For the specific implementation process of the modules 301 to 303, reference may be made to the corresponding content disclosed in the foregoing embodiments, and details are not repeated here.
On the basis of the foregoing embodiment, as a preferred implementation, the distributed storage system parameter adjustment apparatus provided in the embodiment of the present application may further include:
and the model updating module is used for recording the actual internal state data and the target parameters as latest training parameters so as to update the neural network model by using the latest training parameters.
The present application further provides an electronic device, and as shown in fig. 4, an electronic device provided in an embodiment of the present application includes:
a memory 100 for storing a computer program;
the processor 200, when executing the computer program, may implement the steps provided by the above embodiments.
Specifically, the memory 100 includes a nonvolatile storage medium and an internal memory. The non-volatile storage medium stores an operating system and computer-readable instructions, and the internal memory provides an environment for the operating system and the computer-readable instructions in the non-volatile storage medium to run. The processor 200 may be a Central Processing Unit (CPU), a controller, a microcontroller, a microprocessor or other data Processing chip in some embodiments, and provides computing and controlling capability for the electronic device, and when executing the computer program stored in the memory 100, the method for adjusting parameters of the distributed storage system disclosed in any of the foregoing embodiments may be implemented.

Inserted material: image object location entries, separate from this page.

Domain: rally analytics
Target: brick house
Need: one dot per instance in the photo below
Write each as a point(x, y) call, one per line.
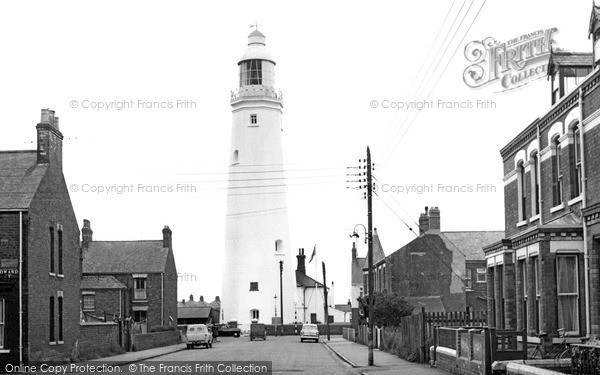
point(146, 269)
point(544, 275)
point(441, 270)
point(39, 253)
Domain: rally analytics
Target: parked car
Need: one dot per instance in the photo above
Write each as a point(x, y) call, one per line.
point(228, 330)
point(198, 334)
point(258, 330)
point(309, 332)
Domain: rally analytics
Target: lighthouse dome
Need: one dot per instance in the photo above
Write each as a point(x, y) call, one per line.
point(256, 48)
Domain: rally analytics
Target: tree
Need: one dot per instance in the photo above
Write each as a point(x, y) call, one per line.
point(389, 308)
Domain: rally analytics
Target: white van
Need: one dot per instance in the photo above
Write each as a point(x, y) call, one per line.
point(198, 334)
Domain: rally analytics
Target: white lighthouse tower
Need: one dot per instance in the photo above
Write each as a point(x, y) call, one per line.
point(257, 231)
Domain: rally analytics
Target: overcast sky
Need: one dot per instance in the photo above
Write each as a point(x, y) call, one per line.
point(333, 60)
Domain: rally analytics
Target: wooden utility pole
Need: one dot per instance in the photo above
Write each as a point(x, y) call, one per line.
point(325, 293)
point(281, 293)
point(370, 253)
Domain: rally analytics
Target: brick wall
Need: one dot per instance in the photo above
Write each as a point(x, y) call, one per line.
point(155, 340)
point(52, 206)
point(97, 340)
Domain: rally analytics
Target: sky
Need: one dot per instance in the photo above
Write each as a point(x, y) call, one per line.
point(163, 72)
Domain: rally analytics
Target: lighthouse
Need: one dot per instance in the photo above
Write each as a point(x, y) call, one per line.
point(259, 270)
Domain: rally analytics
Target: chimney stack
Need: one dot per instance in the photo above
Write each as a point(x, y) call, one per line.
point(167, 234)
point(434, 218)
point(49, 140)
point(301, 261)
point(424, 223)
point(86, 233)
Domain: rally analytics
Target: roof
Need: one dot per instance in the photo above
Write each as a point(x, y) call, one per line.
point(125, 257)
point(20, 177)
point(101, 282)
point(378, 254)
point(303, 280)
point(431, 303)
point(567, 58)
point(471, 243)
point(193, 312)
point(344, 307)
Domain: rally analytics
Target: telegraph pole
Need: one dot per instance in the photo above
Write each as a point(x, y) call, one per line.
point(281, 293)
point(326, 304)
point(370, 252)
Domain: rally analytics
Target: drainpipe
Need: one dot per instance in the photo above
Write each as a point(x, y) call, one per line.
point(21, 288)
point(586, 255)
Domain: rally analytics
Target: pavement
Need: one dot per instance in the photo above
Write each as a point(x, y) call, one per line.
point(142, 355)
point(356, 355)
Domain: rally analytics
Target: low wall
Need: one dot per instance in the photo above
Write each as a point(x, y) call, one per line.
point(154, 340)
point(292, 329)
point(97, 340)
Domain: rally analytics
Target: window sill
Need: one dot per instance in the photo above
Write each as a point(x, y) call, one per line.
point(577, 199)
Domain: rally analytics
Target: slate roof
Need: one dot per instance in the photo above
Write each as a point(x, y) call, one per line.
point(125, 257)
point(101, 282)
point(567, 58)
point(344, 307)
point(304, 280)
point(193, 312)
point(20, 177)
point(431, 303)
point(471, 243)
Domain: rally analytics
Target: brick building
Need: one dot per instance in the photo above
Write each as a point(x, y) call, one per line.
point(40, 270)
point(440, 270)
point(146, 269)
point(544, 275)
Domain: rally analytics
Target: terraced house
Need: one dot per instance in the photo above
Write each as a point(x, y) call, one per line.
point(40, 270)
point(544, 275)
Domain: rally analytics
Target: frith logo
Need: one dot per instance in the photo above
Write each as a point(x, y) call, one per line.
point(513, 64)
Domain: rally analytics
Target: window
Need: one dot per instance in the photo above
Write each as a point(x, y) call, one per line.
point(577, 160)
point(568, 294)
point(2, 317)
point(469, 279)
point(481, 278)
point(89, 302)
point(139, 291)
point(51, 250)
point(51, 320)
point(60, 252)
point(538, 294)
point(522, 194)
point(60, 319)
point(557, 174)
point(535, 185)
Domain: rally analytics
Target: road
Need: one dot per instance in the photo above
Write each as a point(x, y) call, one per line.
point(288, 354)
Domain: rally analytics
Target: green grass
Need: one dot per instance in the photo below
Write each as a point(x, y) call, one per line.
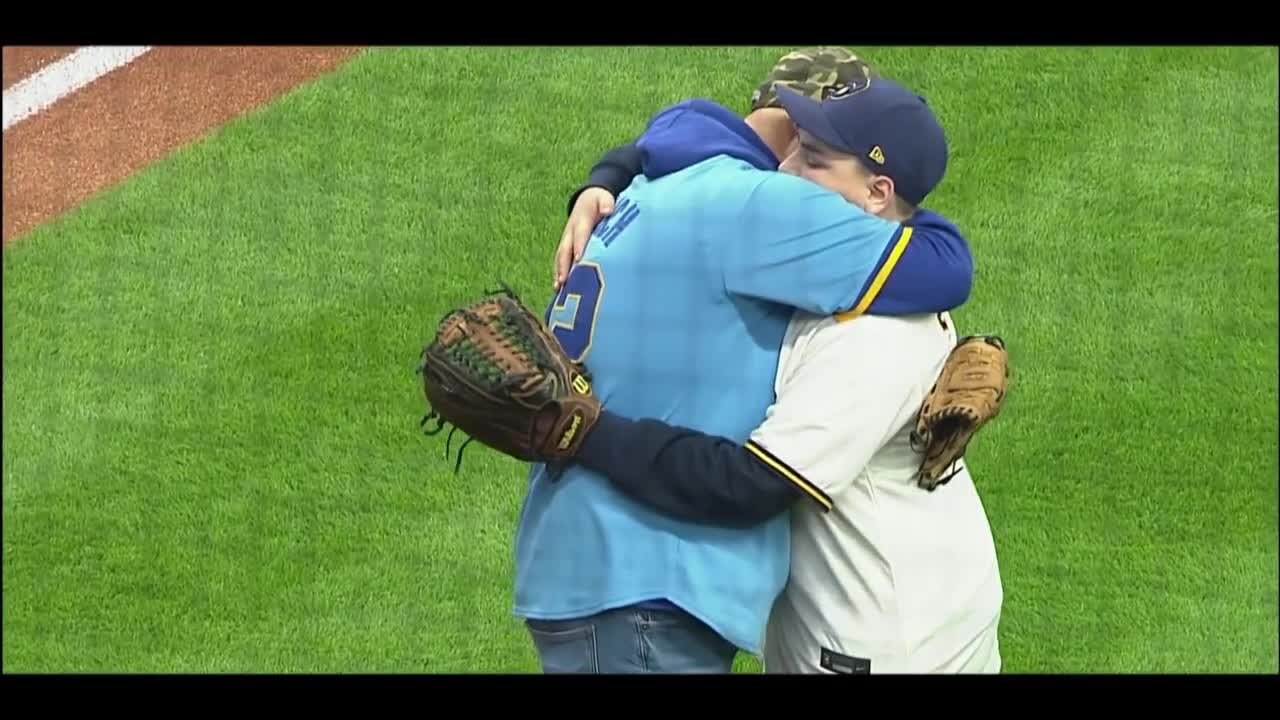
point(210, 414)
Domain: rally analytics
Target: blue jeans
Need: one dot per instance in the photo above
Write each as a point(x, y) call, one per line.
point(631, 639)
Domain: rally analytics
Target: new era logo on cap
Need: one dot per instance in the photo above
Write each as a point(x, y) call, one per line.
point(881, 122)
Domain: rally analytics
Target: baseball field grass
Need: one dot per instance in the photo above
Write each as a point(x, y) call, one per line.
point(211, 455)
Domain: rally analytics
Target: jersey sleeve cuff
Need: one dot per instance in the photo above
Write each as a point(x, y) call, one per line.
point(790, 475)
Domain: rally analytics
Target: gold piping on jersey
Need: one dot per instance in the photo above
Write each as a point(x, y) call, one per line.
point(881, 277)
point(791, 475)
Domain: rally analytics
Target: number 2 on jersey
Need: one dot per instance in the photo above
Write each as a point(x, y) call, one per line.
point(571, 317)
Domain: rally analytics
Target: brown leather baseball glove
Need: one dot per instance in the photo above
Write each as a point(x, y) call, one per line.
point(969, 393)
point(496, 373)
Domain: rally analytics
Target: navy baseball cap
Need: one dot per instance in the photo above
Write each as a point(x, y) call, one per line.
point(888, 127)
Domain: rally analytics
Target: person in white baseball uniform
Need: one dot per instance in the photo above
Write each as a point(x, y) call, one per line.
point(886, 577)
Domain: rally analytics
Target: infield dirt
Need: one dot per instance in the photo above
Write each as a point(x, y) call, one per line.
point(135, 115)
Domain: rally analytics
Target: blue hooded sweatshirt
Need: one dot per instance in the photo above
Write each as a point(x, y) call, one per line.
point(679, 309)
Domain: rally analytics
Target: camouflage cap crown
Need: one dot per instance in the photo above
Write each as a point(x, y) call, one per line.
point(809, 71)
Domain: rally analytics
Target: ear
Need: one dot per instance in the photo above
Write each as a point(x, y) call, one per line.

On the basis of the above embodiment, as a preferred implementation, referring to fig. 5, the electronic device further includes:
and an input interface 300 connected to the processor 200, for acquiring computer programs, parameters and instructions imported from the outside, and storing the computer programs, parameters and instructions into the memory 100 under the control of the processor 200. The input interface 300 may be connected to an input device for receiving parameters or instructions manually input by a user. The input device may be a touch layer covered on a display screen, or a button, a track ball or a touch pad arranged on a terminal shell, or a keyboard, a touch pad or a mouse, etc.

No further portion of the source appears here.